O número de perturbações psiquiátricas nas doenças internas é de até 35% [1]. As doenças internas podem interagir com as doenças psiquiátricas. Além disso, ambos podem ser mutuamente dependentes. Tanto a demência como o delírio têm, em parte, causas internas. Por outro lado, as doenças imunitárias sistémicas, bem como as perturbações do metabolismo da glicose, da função da tiróide ou das doenças paratiróides, são em certos casos acompanhadas de fenómenos psicopatológicos. Um estilo de vida desfavorável desempenha um papel decisivo na ocorrência frequente de doenças somáticas em doentes com doenças mentais graves, tais como a depressão. No que diz respeito ao aumento da morbilidade e mortalidade de pacientes com doenças psiquiátricas, as alterações biológicas (por exemplo, activação da hormona de stress) são também discutidas como causas possíveis.
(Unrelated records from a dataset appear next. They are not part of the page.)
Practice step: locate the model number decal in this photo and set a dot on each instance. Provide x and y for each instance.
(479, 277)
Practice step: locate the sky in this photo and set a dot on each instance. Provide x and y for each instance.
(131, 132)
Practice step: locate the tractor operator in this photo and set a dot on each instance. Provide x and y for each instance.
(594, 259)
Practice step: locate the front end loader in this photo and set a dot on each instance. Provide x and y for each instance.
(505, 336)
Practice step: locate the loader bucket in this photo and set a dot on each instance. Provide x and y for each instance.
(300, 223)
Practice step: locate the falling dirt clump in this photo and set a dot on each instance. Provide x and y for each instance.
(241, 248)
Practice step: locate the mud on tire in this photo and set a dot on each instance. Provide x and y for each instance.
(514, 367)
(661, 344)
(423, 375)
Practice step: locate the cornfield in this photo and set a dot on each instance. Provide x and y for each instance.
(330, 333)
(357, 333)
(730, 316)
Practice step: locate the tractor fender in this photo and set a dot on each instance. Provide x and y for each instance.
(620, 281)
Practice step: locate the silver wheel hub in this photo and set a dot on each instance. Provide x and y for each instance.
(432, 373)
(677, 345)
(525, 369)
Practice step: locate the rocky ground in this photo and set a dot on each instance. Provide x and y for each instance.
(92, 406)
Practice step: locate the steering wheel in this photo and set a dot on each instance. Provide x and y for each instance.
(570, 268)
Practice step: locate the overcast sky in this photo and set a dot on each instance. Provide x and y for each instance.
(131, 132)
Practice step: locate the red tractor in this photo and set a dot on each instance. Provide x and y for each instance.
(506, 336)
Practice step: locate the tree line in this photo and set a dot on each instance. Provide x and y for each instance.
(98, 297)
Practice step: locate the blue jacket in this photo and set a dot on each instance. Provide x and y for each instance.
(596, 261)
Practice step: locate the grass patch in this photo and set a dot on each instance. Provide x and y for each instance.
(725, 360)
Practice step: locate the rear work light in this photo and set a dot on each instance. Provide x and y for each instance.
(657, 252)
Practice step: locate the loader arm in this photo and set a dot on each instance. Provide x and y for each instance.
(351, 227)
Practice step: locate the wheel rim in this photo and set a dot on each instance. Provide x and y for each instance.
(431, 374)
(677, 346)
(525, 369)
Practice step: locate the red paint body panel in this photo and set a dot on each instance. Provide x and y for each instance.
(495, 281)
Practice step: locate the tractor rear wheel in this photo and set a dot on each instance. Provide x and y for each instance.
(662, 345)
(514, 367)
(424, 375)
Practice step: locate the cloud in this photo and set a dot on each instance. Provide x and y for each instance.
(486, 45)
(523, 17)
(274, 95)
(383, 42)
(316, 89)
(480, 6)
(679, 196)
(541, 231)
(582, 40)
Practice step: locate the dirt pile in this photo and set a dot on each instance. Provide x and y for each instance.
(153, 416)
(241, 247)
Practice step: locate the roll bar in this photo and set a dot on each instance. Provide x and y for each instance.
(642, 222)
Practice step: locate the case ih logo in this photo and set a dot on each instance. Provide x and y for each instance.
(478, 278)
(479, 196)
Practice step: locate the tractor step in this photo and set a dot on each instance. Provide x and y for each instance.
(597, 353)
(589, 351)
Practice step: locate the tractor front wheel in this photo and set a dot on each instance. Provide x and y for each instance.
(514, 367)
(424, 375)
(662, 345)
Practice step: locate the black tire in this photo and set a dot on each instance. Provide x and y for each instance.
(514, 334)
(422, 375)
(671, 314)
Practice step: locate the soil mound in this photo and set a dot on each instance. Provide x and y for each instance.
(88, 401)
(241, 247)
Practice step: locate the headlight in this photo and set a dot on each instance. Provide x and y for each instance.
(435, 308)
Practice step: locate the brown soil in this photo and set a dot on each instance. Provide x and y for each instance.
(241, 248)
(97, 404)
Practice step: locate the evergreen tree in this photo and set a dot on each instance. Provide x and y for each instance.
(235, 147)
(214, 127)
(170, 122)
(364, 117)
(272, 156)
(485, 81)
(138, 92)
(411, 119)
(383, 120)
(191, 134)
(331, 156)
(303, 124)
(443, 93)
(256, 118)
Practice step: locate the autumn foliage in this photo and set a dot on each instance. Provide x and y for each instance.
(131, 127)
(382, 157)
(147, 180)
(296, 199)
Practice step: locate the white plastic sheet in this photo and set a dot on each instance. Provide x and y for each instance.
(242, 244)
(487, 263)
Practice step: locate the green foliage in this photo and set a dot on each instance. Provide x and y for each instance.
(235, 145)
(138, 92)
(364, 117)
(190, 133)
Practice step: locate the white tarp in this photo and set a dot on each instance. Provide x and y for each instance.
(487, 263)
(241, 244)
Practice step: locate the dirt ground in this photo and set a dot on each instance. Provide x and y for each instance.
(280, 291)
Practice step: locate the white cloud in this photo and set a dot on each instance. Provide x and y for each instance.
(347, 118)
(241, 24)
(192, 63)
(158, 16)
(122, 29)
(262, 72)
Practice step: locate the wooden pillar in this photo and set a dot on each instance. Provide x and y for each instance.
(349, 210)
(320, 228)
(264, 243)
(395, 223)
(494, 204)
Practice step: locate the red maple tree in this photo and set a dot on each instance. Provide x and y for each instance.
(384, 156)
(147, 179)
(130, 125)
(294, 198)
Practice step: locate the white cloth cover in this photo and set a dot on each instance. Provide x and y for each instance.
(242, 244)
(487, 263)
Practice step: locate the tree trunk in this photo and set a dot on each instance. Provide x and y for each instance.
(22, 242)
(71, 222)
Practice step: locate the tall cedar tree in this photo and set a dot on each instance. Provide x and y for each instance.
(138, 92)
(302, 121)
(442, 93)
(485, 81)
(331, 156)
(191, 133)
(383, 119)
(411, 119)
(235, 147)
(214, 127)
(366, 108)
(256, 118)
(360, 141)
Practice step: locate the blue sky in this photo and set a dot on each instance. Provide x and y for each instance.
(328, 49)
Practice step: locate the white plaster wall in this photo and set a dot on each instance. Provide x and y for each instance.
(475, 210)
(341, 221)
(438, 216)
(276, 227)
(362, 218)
As doenças psiquiátricas que mais frequentemente levam a problemas internos são as doenças de dependência/adição de substâncias psicotrópicas [2]. Outros exemplos incluem estados estuporosos e comportamento auto-humorante. Assim, a síndrome de Wernicke-Korsakow causada por deficiência de tiamina ocorre não só na dependência do álcool, mas também na desnutrição causada por carcinoma gástrico ou por vómitos prolongados. Os estados pós-hipóxicos e a hipoglicemia grave recorrente podem ser causadores de síndromes amnésticas. A desordem artificial é particularmente problemática, com as suas típicas ambiguidades diagnósticas resultantes dos padrões de comportamento dos pacientes afectados [3].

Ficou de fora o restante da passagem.